Piccole sequenze di note

Per sviluppare la velocità create delle sequenze di poche note: tre è il numero perfetto, come si suol dire. Tenendo a mente i consigli dati fino a questo momento, suonate le tre note (a metronomo) fin quando non avete interiorizzato del tutto il movimento, a quel punto aggiungete all’esercizio la corda sottostante. Per capirci, ora le note diventano sei distribuite equamente su due corde.

 

Il metronomo

Lavorare con il metronomo permette di conoscere a che velocità si sta suonando e sviluppare la capacità di andare a tempo. Riprendendo il discorso delle piccole sequenze fatto in precedenza, impostate il metronomo alla velocità che ritenete il vostro limite.
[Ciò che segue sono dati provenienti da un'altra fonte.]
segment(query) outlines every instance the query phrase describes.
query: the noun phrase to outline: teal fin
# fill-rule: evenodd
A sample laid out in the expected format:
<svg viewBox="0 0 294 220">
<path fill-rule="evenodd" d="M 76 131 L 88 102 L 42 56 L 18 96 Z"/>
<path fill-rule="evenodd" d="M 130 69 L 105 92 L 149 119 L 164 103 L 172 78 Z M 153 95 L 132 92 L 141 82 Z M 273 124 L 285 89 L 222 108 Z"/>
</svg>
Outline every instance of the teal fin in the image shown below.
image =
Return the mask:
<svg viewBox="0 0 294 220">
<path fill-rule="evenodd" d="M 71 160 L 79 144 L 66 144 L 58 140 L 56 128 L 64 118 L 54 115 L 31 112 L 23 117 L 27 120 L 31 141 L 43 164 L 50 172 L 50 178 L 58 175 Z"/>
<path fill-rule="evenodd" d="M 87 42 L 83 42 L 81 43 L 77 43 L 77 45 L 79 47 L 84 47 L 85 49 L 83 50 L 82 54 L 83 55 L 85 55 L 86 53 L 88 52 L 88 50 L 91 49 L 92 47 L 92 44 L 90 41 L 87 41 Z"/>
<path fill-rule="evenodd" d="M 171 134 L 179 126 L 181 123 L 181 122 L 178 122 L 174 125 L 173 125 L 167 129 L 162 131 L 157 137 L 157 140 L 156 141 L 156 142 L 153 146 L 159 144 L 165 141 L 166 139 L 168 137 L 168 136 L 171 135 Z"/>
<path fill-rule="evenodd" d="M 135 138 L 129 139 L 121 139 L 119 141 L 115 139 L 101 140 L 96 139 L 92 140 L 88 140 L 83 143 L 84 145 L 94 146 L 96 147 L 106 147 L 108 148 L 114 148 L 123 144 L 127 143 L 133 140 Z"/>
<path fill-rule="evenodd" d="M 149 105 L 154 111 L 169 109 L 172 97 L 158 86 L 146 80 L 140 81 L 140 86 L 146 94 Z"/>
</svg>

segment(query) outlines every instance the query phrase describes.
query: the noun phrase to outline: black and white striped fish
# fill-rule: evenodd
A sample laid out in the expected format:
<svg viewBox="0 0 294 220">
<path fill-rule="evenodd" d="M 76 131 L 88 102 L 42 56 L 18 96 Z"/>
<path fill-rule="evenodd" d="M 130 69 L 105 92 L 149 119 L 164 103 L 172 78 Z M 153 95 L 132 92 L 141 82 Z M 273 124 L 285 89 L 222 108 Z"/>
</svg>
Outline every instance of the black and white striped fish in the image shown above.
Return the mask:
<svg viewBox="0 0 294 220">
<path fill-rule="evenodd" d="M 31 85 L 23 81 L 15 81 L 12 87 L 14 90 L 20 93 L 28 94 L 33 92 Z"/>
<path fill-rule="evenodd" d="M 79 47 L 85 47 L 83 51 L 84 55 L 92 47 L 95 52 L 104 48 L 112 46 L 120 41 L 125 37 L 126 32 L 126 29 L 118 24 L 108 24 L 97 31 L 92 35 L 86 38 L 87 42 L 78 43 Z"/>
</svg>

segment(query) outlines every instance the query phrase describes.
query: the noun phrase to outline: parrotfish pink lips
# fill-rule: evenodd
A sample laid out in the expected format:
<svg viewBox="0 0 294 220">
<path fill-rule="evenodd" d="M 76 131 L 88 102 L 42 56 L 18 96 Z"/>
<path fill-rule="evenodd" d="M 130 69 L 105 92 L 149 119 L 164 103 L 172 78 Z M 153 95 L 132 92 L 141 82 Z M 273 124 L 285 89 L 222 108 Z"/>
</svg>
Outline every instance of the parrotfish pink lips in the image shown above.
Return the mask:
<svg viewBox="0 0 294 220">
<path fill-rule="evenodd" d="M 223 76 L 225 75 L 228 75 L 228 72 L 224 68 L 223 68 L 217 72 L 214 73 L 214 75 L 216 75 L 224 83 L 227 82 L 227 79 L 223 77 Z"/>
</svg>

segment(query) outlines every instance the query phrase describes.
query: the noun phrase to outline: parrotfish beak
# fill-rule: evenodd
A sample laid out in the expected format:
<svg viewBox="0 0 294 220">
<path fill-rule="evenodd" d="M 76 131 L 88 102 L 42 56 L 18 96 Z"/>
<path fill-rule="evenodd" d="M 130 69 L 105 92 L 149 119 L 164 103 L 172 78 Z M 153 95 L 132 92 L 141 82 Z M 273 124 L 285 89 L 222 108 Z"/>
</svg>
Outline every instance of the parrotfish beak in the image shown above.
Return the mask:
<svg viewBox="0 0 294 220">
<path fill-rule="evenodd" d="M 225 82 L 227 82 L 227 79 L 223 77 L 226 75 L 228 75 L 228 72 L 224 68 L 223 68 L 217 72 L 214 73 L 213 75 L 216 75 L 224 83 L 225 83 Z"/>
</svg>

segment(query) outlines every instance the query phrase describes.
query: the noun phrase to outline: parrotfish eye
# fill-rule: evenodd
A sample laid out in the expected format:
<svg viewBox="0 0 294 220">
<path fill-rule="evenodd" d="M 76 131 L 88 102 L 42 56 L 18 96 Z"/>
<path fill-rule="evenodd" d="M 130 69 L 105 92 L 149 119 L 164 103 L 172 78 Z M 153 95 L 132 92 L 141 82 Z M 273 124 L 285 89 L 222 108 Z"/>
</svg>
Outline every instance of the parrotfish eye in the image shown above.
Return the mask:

Se commettere errori di esecuzione, diminuite la velocità e lavorate su quella fin quando non siete pronti per incrementarla. Alzate sempre l’asticella ma ricordate di abbassarla se vi capita di sbagliare.

 

Ripetere le parti sempre uguali

Esercitatevi su una scala di Sol maggiore in quanto i tasti da premere formano tre coppie identiche, naturalmente con note diverse. Il ripetere queste parti sempre uguali aiuta a farvi diventare più veloci.

 

Per non esitare

Quando si suona veloci non bisogna esitare altrimenti ci si ferma. Bisogna conoscere la diteggiatura di una scala alla perfezione ed eseguirla sempre con le stesse dita e con lo stesso tipo di pennata per evitare di fare confusione che invece si genera quando i movimenti non sono sempre uguali.

Velocità di pensiero

Mentre si sta suonando una posizione bisogna già visualizzare mentalmente la successiva. Ciò non solo aiuta a suonare veloci ma anche a restare concentrati su ciò che si sta suonando.

 

Capite i vostri limiti

Se il lunedì suonate una scala con il metronomo impostato a 70 è assurdo pensare di ripeterlo il martedì o il mercoledì successivo a 150. L’esecuzione sarà comprensibilmente pessima  e ciò può anche scoraggiarvi. Impostate una velocità “comfort” per così dire e incrementatela di poco alla volta e solo quando l’esecuzione è corretta. Cosa intendiamo di poco alla volta? Per esempio da 70 a 75 poi a 80 e così via.